In an effort to address inconsistencies in the application of remedies on a national level, the Centers for Medicare and Medicaid Services (CMS) has issued S&C letter 16-31. The S&C letter states that CMS and the State Survey Agencies (SAs) have no statutory or regulatory obligation to provide noncompliant facilities an opportunity to correct their deficiencies prior to immediately imposing federal enforcement remedies (e.g., CMP, directed plan of correction, temporary management, etc.).

As outlined in the letter, nursing homes will not be given an opportunity to correct deficiencies before remedies are imposed under the following conditions: 

  • Immediate Jeopardy (IJ) identified on the current survey.
  • Deficiencies of Substandard Quality of Care (SQC) that are not IJ are identified on the current survey.
  • Any G level deficiency is identified on the current survey in Resident Behavior and Facility Practices, Quality of Life, or Quality of Care.
  • Deficiencies of actual harm are identified on the current survey and deficiencies of immediate jeopardy or actual harm were identified on any type of survey between the current survey and the last standard survey.
  • Facility is classified as a Special Focus Facility (SFF) and has a deficiency of F level or higher on its current survey.

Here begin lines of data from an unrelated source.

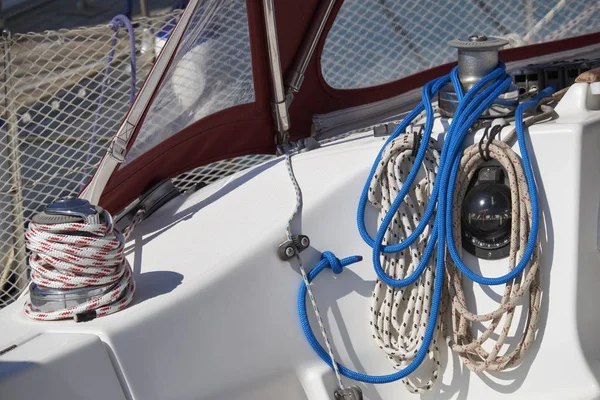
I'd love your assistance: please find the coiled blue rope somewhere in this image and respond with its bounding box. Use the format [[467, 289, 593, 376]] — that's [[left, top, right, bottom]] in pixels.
[[298, 63, 553, 384]]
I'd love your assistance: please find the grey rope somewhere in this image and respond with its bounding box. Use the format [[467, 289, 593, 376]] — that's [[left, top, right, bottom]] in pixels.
[[285, 153, 344, 389]]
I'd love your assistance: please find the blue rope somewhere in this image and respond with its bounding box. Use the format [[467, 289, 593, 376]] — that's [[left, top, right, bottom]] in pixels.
[[298, 63, 554, 384]]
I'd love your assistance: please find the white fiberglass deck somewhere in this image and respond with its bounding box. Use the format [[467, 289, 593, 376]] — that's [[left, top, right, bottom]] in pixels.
[[0, 84, 600, 400]]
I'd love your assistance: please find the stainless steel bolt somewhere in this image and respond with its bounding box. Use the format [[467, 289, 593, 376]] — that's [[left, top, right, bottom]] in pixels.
[[469, 35, 487, 42], [285, 246, 296, 257]]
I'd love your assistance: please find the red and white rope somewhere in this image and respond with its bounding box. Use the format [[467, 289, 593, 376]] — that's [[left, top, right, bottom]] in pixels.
[[25, 210, 143, 321]]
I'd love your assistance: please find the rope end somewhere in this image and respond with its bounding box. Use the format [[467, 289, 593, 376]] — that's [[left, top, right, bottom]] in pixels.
[[74, 310, 98, 322]]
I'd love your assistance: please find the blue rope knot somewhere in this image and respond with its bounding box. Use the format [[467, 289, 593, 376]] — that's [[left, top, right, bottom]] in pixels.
[[321, 251, 342, 275]]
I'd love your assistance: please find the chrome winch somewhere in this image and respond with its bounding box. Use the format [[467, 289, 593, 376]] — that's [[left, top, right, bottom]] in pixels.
[[438, 35, 519, 118], [29, 197, 116, 312]]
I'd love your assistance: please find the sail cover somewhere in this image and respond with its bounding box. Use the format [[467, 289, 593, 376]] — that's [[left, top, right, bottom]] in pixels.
[[82, 0, 600, 212]]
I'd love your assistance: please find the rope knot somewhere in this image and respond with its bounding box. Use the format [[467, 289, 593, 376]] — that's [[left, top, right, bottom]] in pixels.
[[321, 251, 362, 275], [321, 251, 343, 275]]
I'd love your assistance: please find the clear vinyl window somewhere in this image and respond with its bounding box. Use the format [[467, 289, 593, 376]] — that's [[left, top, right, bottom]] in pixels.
[[126, 0, 254, 162]]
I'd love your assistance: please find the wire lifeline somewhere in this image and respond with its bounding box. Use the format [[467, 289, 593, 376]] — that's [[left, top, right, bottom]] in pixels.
[[80, 15, 137, 189], [298, 63, 552, 384]]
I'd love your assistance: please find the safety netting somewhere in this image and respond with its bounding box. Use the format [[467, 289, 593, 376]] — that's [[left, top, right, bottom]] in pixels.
[[321, 0, 600, 89], [0, 11, 180, 307]]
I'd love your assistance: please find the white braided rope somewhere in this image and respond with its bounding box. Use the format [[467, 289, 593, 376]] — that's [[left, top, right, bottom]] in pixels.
[[25, 210, 143, 321], [369, 134, 440, 393], [285, 153, 344, 389], [446, 136, 542, 372]]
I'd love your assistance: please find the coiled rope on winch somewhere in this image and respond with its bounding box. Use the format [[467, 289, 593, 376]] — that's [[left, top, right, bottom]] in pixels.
[[298, 63, 553, 392], [25, 209, 144, 322]]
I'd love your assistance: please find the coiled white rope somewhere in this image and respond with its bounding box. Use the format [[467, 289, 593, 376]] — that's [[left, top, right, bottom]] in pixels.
[[369, 105, 553, 382], [369, 134, 440, 393], [25, 210, 143, 321], [446, 126, 542, 372]]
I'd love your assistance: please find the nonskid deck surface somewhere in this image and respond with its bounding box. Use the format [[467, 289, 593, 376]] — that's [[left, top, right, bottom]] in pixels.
[[0, 89, 600, 399]]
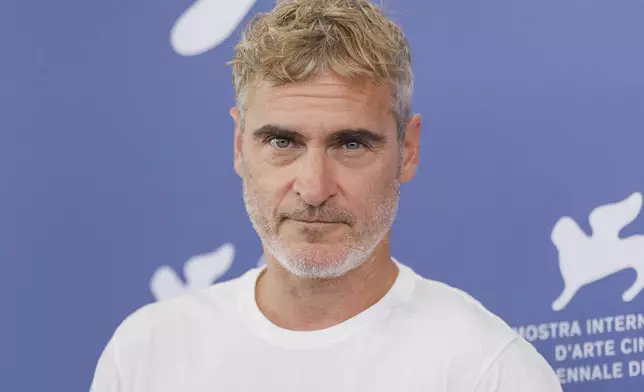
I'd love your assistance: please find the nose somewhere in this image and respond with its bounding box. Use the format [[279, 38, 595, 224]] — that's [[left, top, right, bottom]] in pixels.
[[293, 149, 337, 207]]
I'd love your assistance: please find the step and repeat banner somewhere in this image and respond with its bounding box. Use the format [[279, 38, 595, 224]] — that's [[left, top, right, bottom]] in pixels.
[[0, 0, 644, 392]]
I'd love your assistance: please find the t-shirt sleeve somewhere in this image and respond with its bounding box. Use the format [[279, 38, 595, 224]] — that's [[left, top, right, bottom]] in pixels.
[[89, 340, 123, 392], [474, 337, 562, 392]]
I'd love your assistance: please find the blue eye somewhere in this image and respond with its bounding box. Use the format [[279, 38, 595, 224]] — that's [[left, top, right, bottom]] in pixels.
[[344, 141, 364, 150], [270, 137, 291, 149]]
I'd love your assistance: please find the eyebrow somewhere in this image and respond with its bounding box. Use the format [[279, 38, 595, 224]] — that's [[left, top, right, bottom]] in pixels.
[[253, 124, 387, 145]]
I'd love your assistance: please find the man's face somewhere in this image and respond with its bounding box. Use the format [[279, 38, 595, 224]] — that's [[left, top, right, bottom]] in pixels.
[[231, 71, 419, 278]]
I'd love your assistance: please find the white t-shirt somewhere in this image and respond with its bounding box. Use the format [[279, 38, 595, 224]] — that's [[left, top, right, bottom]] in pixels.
[[90, 262, 561, 392]]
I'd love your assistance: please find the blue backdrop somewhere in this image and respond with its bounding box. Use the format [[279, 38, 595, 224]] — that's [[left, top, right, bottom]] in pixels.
[[0, 0, 644, 392]]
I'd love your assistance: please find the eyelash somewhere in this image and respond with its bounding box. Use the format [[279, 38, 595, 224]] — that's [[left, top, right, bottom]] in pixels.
[[264, 136, 371, 148]]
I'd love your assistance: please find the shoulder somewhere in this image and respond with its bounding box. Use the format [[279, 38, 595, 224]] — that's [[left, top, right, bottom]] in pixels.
[[399, 264, 557, 392], [407, 268, 518, 345]]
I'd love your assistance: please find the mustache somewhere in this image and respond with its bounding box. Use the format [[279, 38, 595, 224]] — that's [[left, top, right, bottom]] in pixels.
[[277, 205, 356, 225]]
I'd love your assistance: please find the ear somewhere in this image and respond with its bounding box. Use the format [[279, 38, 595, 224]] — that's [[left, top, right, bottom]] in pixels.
[[230, 107, 243, 177], [400, 114, 421, 182]]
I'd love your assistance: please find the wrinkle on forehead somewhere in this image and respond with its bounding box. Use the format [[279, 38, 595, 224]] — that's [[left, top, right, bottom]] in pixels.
[[248, 75, 395, 135]]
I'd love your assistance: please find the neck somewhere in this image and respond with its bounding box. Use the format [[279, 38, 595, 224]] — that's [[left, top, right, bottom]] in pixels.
[[255, 236, 398, 331]]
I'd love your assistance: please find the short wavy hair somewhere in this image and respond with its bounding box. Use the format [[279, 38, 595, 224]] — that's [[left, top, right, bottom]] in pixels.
[[229, 0, 413, 139]]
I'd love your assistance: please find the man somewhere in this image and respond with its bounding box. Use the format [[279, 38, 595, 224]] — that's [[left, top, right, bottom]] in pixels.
[[92, 0, 561, 392]]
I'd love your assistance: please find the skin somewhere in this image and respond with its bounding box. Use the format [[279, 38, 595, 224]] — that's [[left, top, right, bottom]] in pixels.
[[230, 73, 421, 331]]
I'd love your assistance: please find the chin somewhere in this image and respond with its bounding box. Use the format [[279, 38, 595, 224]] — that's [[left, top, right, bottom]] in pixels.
[[272, 243, 369, 279]]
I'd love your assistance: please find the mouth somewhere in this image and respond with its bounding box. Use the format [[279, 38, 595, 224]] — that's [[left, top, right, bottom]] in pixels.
[[287, 218, 342, 226]]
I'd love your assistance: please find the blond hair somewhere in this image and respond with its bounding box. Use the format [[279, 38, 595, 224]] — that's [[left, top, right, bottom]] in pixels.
[[229, 0, 413, 138]]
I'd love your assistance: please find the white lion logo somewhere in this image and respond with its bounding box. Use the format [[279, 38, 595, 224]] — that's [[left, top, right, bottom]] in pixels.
[[551, 192, 644, 311], [170, 0, 257, 56], [150, 244, 235, 301]]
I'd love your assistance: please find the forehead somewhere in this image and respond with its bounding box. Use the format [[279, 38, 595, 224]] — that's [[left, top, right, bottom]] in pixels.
[[246, 74, 396, 133]]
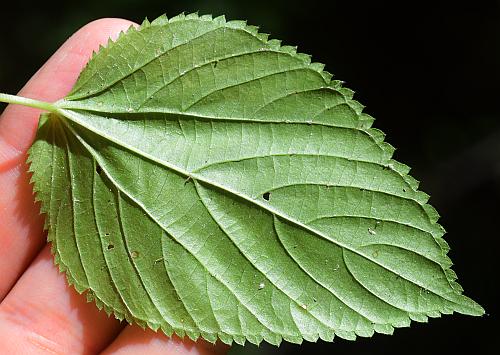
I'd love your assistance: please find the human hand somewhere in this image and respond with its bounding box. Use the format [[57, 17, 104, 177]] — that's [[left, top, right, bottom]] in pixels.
[[0, 19, 227, 354]]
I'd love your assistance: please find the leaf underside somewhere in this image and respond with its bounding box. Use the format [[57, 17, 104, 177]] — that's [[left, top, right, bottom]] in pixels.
[[29, 14, 484, 344]]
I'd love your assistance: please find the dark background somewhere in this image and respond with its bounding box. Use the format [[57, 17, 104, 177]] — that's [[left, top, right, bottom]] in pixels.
[[0, 0, 500, 354]]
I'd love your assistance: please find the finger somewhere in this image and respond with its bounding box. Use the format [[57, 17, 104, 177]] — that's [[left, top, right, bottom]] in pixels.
[[0, 246, 121, 354], [102, 326, 229, 355], [0, 19, 136, 301]]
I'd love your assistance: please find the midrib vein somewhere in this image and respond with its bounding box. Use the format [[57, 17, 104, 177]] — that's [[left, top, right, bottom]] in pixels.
[[59, 109, 457, 304]]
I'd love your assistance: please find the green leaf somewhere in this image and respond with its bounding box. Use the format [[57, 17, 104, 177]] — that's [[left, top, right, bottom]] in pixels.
[[26, 14, 484, 344]]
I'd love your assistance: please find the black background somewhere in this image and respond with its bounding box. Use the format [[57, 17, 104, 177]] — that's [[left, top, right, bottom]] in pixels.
[[0, 0, 500, 354]]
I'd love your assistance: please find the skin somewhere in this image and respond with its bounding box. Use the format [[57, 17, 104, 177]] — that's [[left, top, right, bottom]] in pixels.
[[0, 19, 228, 355]]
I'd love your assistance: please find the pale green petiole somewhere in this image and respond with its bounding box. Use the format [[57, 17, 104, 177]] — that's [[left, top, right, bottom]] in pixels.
[[0, 93, 57, 112]]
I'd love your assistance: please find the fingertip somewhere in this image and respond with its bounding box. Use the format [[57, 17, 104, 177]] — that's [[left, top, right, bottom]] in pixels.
[[0, 18, 137, 156]]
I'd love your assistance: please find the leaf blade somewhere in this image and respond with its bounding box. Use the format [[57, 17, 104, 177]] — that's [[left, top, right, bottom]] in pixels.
[[30, 15, 484, 344]]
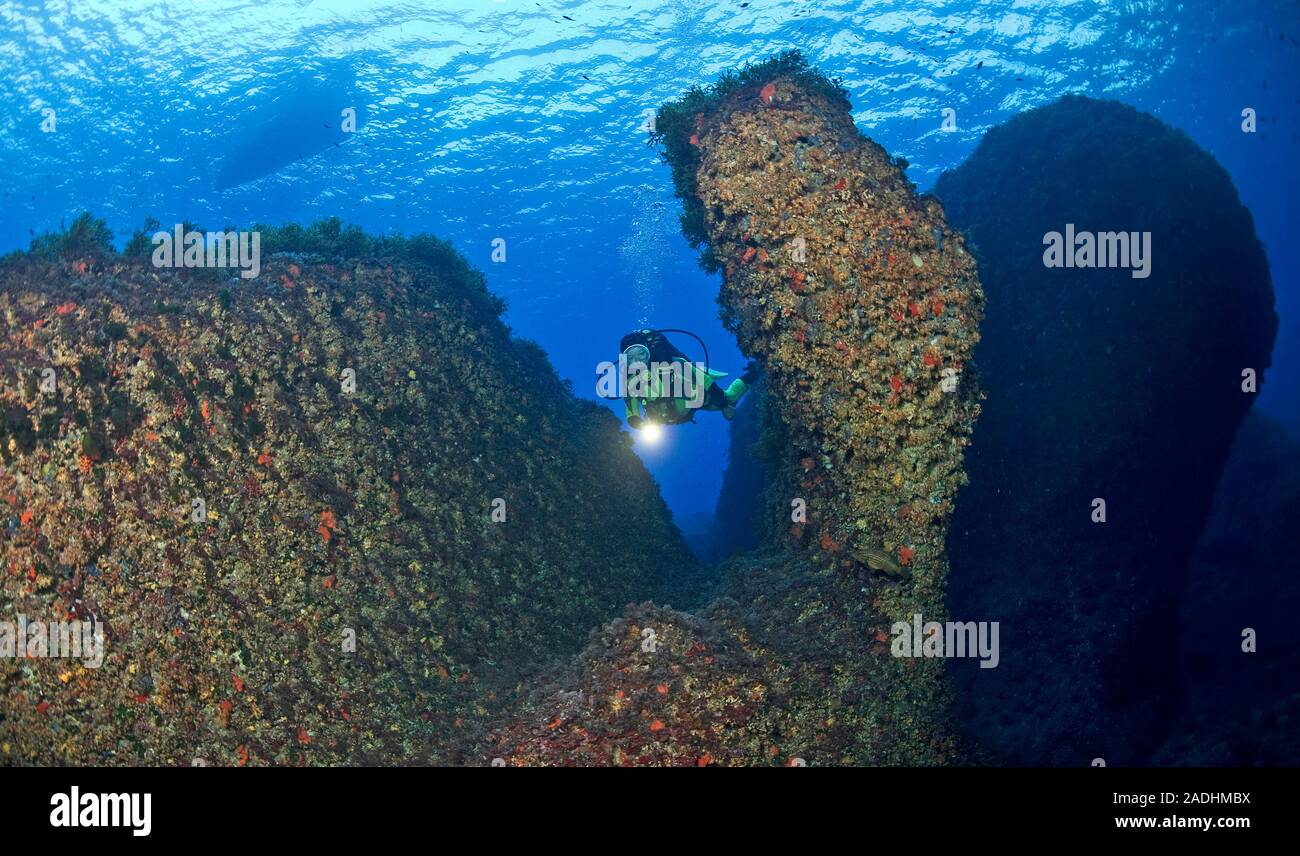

In June 2016, CMS issued S&C letter 16-27 providing a state-by-state comparison of enforcement remedies used by various states between 2006 and 2014. There was significant variation in what remedies were applied by individual states. This latest S&C letter would appear to address this inconsistency. Our observation in NYS shows similar patterns in terms of Regional Office imposition of Category I remedies (DPOC, Directed Inservice), and it is expected that the latest S&C letter will result in increased imposition of Category I remedies.